Un réseau fragilisé par le manque de pluie
La Guadeloupe affronte une crise hydrique que le SMGEAG qualifie de sévère : le 17 juillet 2026, le syndicat a prévenu d’importantes perturbations sur l’ensemble du réseau d’eau potable. Deux facteurs se conjuguent, selon l’opérateur : un déficit pluviométrique persistant et des fuites multiples sur les canalisations. Consigne immédiate adressée aux usagers : réduire toutes les consommations non essentielles pour préserver les réserves.
Grande-Terre et La Désirade sous alerte sécheresse
Face à la baisse des nappes et à des prévisions défavorables, le préfet Thierry Devimeux a placé la Grande-Terre et La Désirade en alerte sécheresse à compter du 11 juillet. Cette décision s’appuie sur un constat préoccupant : 8 stations piézométriques sur Grande-Terre sont en alerte et 1 en situation de crise, signe d’une dégradation critique des nappes souterraines. Dans ce cadre, les arrosages et le lavage de véhicules sont interdits.
Sur le terrain : pénuries localisées et aides d’urgence
Les effets se font déjà sentir. À Pointe-à-Pitre, des bouteilles d’eau ont été distribuées le 17 juillet aux résidences les plus touchées par les pénuries. À Anse-Bertrand, une rupture de canalisation a aggravé la situation.

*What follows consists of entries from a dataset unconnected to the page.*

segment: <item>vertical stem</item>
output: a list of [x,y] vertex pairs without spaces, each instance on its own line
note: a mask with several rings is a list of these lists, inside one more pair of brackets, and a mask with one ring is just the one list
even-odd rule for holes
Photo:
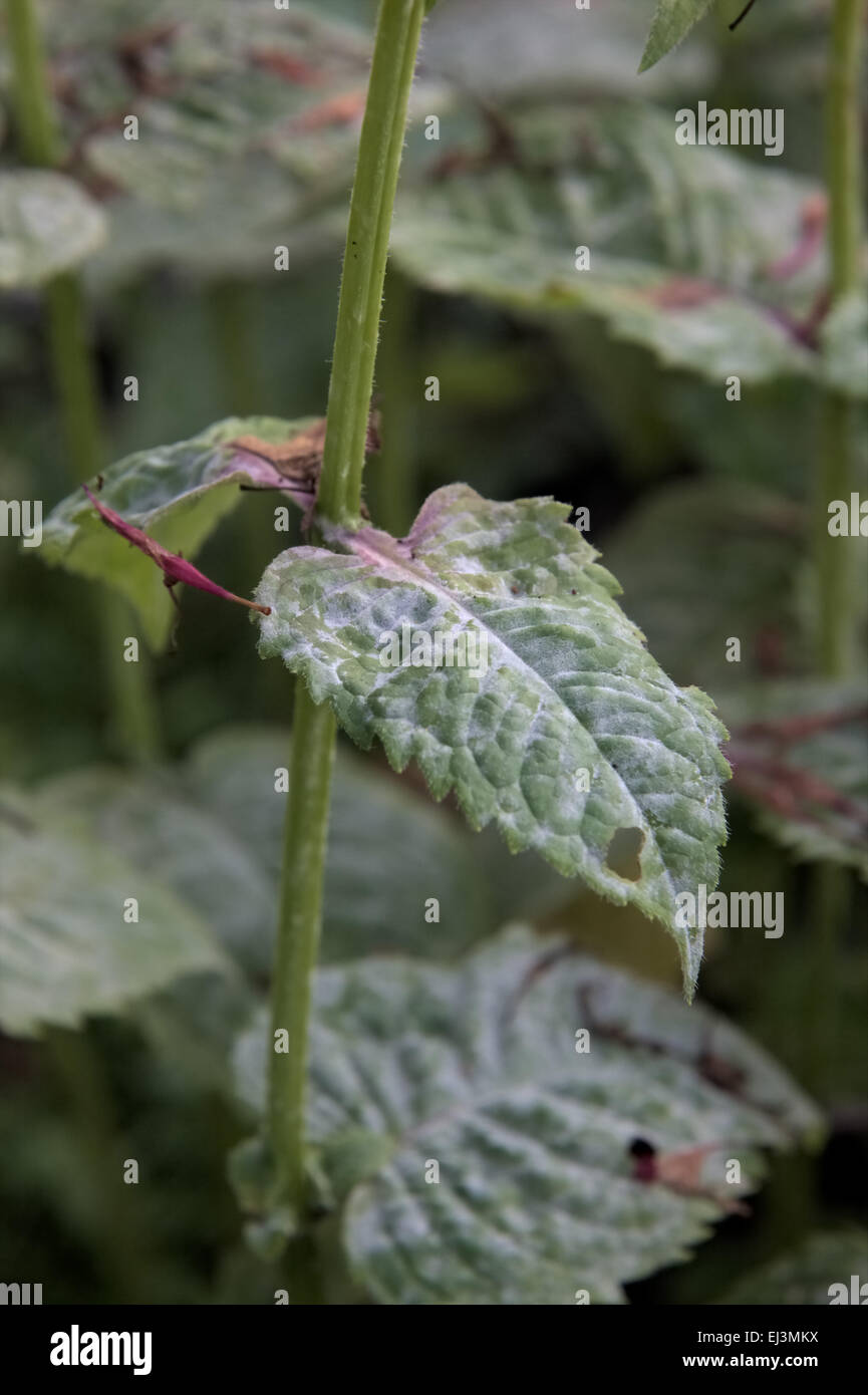
[[289,808],[283,841],[280,921],[274,967],[271,1025],[286,1030],[289,1049],[272,1050],[268,1083],[269,1136],[280,1198],[304,1208],[304,1085],[311,976],[322,923],[322,869],[328,831],[335,718],[296,684]]
[[359,525],[382,282],[424,0],[381,0],[359,141],[328,389],[320,509]]
[[31,165],[50,167],[60,159],[60,145],[33,0],[6,0],[6,15],[21,152]]
[[[53,167],[60,160],[45,56],[33,0],[6,0],[18,144],[31,165]],[[75,272],[54,276],[45,290],[52,367],[60,416],[75,484],[96,474],[105,460],[99,392],[81,279]],[[158,723],[144,646],[137,664],[123,658],[123,639],[131,628],[130,608],[120,598],[100,598],[103,663],[121,749],[134,760],[158,755]]]
[[[865,0],[835,0],[826,95],[826,183],[832,308],[861,286],[862,197],[860,74]],[[818,667],[825,677],[847,672],[853,660],[850,559],[844,538],[829,534],[832,499],[850,504],[855,406],[828,392],[822,409],[816,508]]]
[[[829,193],[829,262],[832,310],[861,290],[862,151],[860,75],[865,0],[835,0],[826,91],[826,184]],[[855,608],[848,538],[829,534],[829,504],[850,505],[857,449],[857,407],[841,393],[826,392],[821,417],[821,465],[815,498],[816,537],[816,667],[825,678],[841,678],[855,653]],[[821,865],[811,869],[814,908],[812,1088],[823,1095],[837,1042],[837,985],[848,908],[847,873]]]
[[382,446],[370,476],[371,516],[377,527],[403,537],[413,522],[413,416],[414,393],[410,359],[414,292],[406,276],[389,266],[385,287],[385,322],[380,350],[382,382]]
[[[320,483],[324,515],[350,525],[357,523],[361,505],[382,282],[424,7],[426,0],[381,0],[359,141]],[[272,983],[272,1027],[287,1031],[289,1052],[272,1049],[269,1053],[268,1084],[276,1190],[279,1200],[299,1218],[306,1201],[307,1032],[322,921],[334,748],[331,709],[317,707],[299,681]]]

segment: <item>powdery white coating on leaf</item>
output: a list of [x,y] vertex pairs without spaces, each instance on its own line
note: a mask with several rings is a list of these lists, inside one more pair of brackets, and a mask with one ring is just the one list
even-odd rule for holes
[[[589,314],[667,367],[720,384],[819,375],[805,343],[825,285],[805,243],[819,191],[728,149],[680,146],[650,107],[516,112],[509,162],[399,195],[392,254],[406,275],[516,314]],[[576,247],[590,252],[576,269]]]
[[[267,1050],[261,1023],[236,1052],[258,1109]],[[310,1138],[345,1201],[354,1274],[381,1303],[567,1306],[579,1288],[624,1302],[622,1283],[689,1258],[726,1201],[754,1190],[758,1148],[819,1127],[724,1020],[522,929],[456,968],[321,971],[311,1057]],[[660,1152],[716,1145],[710,1194],[636,1180],[636,1137]],[[724,1180],[731,1156],[741,1187]]]
[[[416,760],[438,799],[454,790],[474,829],[494,820],[512,851],[661,921],[691,992],[702,933],[675,926],[675,897],[717,882],[724,730],[654,663],[568,512],[449,485],[406,540],[363,529],[346,554],[292,548],[257,591],[272,610],[260,651],[301,672],[359,745],[378,738],[396,770]],[[384,667],[382,636],[405,624],[474,632],[487,667]],[[607,866],[620,829],[639,830],[638,880]]]
[[0,174],[0,289],[39,286],[105,239],[102,209],[74,180],[50,170]]
[[652,68],[691,32],[712,0],[657,0],[639,73]]

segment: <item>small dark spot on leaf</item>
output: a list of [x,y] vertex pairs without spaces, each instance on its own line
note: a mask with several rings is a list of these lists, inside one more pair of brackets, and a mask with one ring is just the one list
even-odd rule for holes
[[648,1138],[634,1138],[628,1148],[631,1158],[653,1158],[656,1151],[653,1143],[649,1143]]

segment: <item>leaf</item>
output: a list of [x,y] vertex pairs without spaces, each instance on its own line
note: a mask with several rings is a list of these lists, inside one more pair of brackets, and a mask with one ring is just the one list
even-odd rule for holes
[[[642,107],[511,116],[511,149],[399,197],[392,252],[421,285],[551,322],[594,315],[617,339],[719,388],[819,375],[807,347],[823,285],[818,191],[716,148],[677,146]],[[576,269],[576,247],[589,248]]]
[[798,861],[868,882],[868,688],[781,681],[727,699],[733,794]]
[[148,537],[147,533],[142,533],[140,527],[133,527],[133,525],[127,523],[126,519],[121,519],[120,513],[116,513],[114,509],[109,509],[105,504],[100,504],[96,495],[88,490],[87,484],[84,484],[82,488],[103,523],[120,537],[126,538],[127,543],[131,543],[133,547],[137,547],[140,552],[144,552],[145,557],[149,557],[151,561],[159,566],[163,573],[163,586],[167,589],[177,586],[179,583],[183,583],[184,586],[194,586],[197,590],[207,591],[209,596],[219,596],[223,601],[236,601],[239,605],[246,605],[248,610],[258,610],[260,612],[264,612],[261,605],[255,605],[253,601],[247,601],[241,596],[233,596],[232,591],[218,586],[216,582],[212,582],[195,566],[184,561],[183,557],[177,557],[174,552],[167,552],[165,547],[155,543],[154,538]]
[[66,174],[0,172],[0,289],[39,286],[102,243],[99,205]]
[[[257,1108],[267,1031],[237,1049]],[[622,1283],[689,1258],[745,1190],[723,1183],[727,1158],[752,1190],[758,1148],[818,1130],[716,1014],[523,930],[456,968],[321,971],[311,1052],[310,1140],[345,1200],[354,1276],[381,1303],[561,1306],[578,1289],[621,1303]],[[667,1155],[713,1145],[698,1189],[638,1180],[636,1138]]]
[[[0,804],[0,1024],[13,1036],[124,1011],[183,974],[225,972],[205,923],[50,806]],[[138,922],[124,905],[138,901]]]
[[[292,797],[275,792],[275,770],[287,759],[289,732],[233,727],[200,742],[173,770],[73,771],[45,784],[40,801],[77,812],[102,845],[141,873],[159,875],[261,979],[274,957]],[[327,963],[398,950],[454,957],[497,928],[498,873],[495,859],[480,872],[458,819],[431,808],[391,771],[339,751],[321,940]],[[437,923],[426,921],[427,897],[438,898]]]
[[[194,555],[219,520],[240,502],[239,487],[280,487],[275,502],[310,497],[248,449],[233,446],[239,437],[286,442],[310,431],[314,418],[229,417],[190,441],[137,451],[103,473],[99,502],[141,529],[170,552]],[[114,586],[138,611],[149,643],[165,644],[172,625],[172,601],[149,557],[131,550],[106,530],[81,490],[67,495],[49,515],[42,534],[42,558],[70,572]]]
[[[850,1275],[868,1271],[865,1230],[816,1232],[795,1250],[745,1274],[721,1304],[765,1304],[775,1307],[828,1307],[829,1289],[843,1283],[850,1293]],[[862,1300],[864,1302],[864,1300]]]
[[[279,246],[293,261],[339,250],[371,56],[357,4],[43,11],[71,167],[112,222],[98,285],[165,262],[198,278],[274,275]],[[448,105],[442,82],[416,85],[416,117]],[[440,149],[416,141],[413,156],[407,172]]]
[[691,32],[712,0],[657,0],[639,73],[653,68]]
[[663,667],[717,691],[733,684],[731,638],[748,674],[804,658],[794,597],[804,530],[790,499],[748,481],[692,480],[639,504],[606,558]]
[[[554,96],[635,100],[645,6],[606,0],[576,13],[564,0],[441,0],[424,31],[426,68],[459,91],[508,106]],[[712,89],[716,53],[698,39],[642,84],[642,95]]]
[[[723,728],[648,654],[568,512],[451,485],[402,541],[363,529],[346,555],[292,548],[257,591],[272,611],[260,653],[303,674],[357,745],[378,738],[396,770],[416,760],[437,799],[455,790],[474,829],[494,820],[512,851],[660,919],[689,992],[702,940],[675,925],[675,897],[717,880]],[[467,649],[469,664],[388,667],[405,626],[431,650],[463,636],[484,663]],[[641,847],[636,880],[607,861],[620,830]]]

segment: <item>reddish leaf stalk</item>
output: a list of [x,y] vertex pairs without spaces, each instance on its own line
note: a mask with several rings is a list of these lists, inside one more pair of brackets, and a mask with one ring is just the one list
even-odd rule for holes
[[126,537],[128,543],[133,543],[133,547],[137,547],[140,552],[144,552],[152,562],[156,562],[163,573],[163,585],[169,590],[172,590],[173,586],[177,586],[179,582],[183,582],[186,586],[195,586],[198,591],[208,591],[209,596],[219,596],[225,601],[236,601],[237,605],[246,605],[248,610],[260,611],[261,615],[271,615],[271,605],[258,605],[257,601],[247,601],[243,596],[234,596],[232,591],[218,586],[216,582],[209,580],[202,572],[198,571],[198,568],[186,562],[183,557],[176,552],[170,552],[155,538],[148,537],[142,529],[135,527],[133,523],[127,523],[126,519],[121,519],[120,513],[114,512],[114,509],[109,509],[105,504],[100,504],[99,499],[91,494],[87,484],[82,484],[82,490],[106,527],[113,529],[114,533],[120,533],[120,536]]

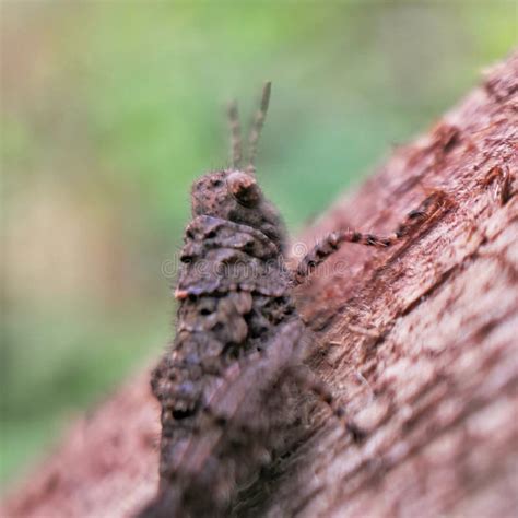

Le communiqué officiel n° 221555 du SMGEAG annonce un retour à la normale prévu pour le 20 juillet, sous réserve de l’achèvement des réparations et de la stabilisation des débits.
| Secteur | Mesure / Situation | Échéance |
|---|---|---|
| Grande-Terre | Alerte sécheresse, restrictions d’usage | En vigueur depuis le 11 juillet |
| La Désirade | Alerte sécheresse, restrictions d’usage | En vigueur depuis le 11 juillet |
| Pointe-à-Pitre | Distribution de bouteilles aux résidences affectées | 17 juillet |
| Anse-Bertrand | Rupture de canalisation, rétablissement annoncé | 20 juillet (prévision) |
Ce qui change pour les usagers
- Limiter la consommation d’eau à l’essentiel (alimentation, hygiène, sécurité).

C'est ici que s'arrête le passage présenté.